И разговор о непокорном счастии Вдруг обернулся фразой неизбитою О том, что легче стать безумным Мастером, Чем все постигшей дурой Маргаритою.
А кто-то с задней парты бросил реплику: Мол, холодно ли, страшно или пусто ли — Но проще всех пришлось, конечно, Треплеву: Он первым понял, как бороться с чувствами.
(Поясню: здесь все — вымысел, кроме первой строфы, почти дословно передающей на-зировские объяснения персонажной структуры чеховских пьес; из Набокова же Р. Г. лишь с удовольствием цитировал, что «настоящая большая литература — феномен языка, а не идей», однако, как я поняла, недолюбливал его за не вполне чистый русский язык: приводил какую-то фразу с некорректным деепричастным оборотом).
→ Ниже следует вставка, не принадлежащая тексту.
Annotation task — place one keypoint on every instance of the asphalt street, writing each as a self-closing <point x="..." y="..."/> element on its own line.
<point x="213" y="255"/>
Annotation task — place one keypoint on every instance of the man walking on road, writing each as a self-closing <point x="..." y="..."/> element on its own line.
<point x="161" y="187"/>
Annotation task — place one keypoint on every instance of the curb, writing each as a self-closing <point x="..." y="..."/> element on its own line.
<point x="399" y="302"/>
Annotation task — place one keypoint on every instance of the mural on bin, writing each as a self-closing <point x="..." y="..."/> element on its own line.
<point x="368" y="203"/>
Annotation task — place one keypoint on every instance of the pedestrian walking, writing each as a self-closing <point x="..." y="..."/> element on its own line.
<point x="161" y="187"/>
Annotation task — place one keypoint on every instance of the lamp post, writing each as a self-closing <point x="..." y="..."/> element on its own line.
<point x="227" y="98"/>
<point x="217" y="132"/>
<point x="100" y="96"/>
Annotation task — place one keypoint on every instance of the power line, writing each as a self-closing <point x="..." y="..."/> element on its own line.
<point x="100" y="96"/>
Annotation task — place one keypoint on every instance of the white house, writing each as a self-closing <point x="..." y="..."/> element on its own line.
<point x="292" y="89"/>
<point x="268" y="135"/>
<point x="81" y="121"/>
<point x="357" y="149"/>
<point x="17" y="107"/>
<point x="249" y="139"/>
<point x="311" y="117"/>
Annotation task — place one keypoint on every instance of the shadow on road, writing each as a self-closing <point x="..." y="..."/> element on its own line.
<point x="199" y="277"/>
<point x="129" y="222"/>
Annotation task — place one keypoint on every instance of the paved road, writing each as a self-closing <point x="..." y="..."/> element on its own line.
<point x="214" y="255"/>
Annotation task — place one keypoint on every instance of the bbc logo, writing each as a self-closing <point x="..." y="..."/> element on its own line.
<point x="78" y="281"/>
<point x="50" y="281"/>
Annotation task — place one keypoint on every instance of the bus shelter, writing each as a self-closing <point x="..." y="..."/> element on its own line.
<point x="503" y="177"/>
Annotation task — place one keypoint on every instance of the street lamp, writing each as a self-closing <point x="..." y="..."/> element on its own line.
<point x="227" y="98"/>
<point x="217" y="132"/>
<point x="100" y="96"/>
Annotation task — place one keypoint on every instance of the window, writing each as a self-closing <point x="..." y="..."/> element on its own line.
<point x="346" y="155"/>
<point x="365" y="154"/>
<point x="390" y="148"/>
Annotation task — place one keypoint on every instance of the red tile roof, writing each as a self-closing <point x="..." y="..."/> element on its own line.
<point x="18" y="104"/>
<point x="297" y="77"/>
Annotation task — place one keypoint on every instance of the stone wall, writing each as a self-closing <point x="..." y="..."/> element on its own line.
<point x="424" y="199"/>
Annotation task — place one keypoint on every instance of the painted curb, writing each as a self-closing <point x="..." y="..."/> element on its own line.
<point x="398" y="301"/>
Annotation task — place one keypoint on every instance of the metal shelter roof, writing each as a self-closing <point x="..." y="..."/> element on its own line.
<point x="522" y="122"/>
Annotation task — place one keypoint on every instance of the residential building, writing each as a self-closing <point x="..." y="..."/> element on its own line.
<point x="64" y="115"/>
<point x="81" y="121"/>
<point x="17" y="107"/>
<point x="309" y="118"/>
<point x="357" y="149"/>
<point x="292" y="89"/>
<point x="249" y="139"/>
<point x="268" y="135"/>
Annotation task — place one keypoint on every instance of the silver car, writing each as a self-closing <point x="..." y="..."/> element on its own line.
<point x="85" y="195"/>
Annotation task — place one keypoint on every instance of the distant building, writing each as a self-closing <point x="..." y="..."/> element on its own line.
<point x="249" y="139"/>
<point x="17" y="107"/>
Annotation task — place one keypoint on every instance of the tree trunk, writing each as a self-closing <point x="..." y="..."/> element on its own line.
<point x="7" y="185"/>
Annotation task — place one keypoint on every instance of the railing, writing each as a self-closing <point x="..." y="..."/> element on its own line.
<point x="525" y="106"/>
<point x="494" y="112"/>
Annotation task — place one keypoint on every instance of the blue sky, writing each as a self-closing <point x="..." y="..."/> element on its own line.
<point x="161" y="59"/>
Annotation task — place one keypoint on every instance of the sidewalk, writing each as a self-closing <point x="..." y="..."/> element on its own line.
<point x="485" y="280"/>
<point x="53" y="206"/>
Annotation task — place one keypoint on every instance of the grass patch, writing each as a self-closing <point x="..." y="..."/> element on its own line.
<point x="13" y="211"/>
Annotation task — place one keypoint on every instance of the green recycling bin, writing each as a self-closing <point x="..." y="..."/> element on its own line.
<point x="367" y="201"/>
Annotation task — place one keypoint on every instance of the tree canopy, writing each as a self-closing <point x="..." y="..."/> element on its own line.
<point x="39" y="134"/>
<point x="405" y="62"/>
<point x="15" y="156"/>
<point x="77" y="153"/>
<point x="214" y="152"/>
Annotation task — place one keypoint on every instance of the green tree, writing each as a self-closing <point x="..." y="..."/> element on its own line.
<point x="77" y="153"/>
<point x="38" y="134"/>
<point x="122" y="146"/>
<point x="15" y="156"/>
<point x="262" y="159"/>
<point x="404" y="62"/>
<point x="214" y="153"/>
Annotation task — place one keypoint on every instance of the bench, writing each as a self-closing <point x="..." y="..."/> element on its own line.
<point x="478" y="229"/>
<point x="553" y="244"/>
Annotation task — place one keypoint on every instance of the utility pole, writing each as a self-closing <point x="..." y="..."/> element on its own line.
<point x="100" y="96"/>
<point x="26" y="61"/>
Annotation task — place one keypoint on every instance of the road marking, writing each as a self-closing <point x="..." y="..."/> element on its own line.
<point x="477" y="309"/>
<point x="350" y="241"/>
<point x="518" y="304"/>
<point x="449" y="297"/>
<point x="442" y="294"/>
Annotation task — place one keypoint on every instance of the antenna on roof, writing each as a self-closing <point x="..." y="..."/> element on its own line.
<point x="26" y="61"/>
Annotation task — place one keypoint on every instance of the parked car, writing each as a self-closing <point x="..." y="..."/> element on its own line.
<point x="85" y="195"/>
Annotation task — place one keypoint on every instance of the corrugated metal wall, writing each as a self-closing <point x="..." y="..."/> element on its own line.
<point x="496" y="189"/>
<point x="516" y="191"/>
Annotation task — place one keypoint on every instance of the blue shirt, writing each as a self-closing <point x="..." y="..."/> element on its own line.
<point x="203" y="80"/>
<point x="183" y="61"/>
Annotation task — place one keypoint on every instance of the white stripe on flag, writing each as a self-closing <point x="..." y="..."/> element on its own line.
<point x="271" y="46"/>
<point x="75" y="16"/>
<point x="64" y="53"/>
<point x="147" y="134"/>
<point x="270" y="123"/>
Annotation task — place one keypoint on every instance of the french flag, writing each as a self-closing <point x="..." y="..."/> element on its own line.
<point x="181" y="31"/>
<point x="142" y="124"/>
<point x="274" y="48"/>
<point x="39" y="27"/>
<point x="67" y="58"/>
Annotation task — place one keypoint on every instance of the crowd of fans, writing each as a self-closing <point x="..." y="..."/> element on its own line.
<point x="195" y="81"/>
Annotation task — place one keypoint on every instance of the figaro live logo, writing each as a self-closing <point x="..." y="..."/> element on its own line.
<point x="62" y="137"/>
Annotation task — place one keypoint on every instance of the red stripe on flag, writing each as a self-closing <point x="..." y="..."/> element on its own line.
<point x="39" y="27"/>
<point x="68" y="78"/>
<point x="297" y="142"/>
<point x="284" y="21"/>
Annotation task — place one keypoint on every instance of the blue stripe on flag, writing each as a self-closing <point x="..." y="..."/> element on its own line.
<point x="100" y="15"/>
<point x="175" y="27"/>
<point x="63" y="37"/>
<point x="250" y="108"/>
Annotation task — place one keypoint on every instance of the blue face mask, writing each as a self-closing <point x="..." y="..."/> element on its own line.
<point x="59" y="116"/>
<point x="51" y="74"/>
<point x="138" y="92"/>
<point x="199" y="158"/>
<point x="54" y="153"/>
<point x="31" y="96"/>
Все студенческие годы я членствовала в поэтическом обществе «Тропинка»; в духе Фроси Бурлаковой, выступала, и к тому времени стихи иссякали; понимание того, что графа Монте-Кристо от поэзии из меня не вышло, было близко — но все же ужасно хотелось показать стихотворение его герою и адресату (там и посвящение было). Помню вердикт: «Недурственно. Но все еще очень по-школярски».
Назировское резюме помогло мне распрощаться с поэзией. И все же мне очень дорого это стихотворение. Оно, взамен утраченных тетрадей с лекциями, — мое личное напоминание о том, к чему довелось прикоснуться.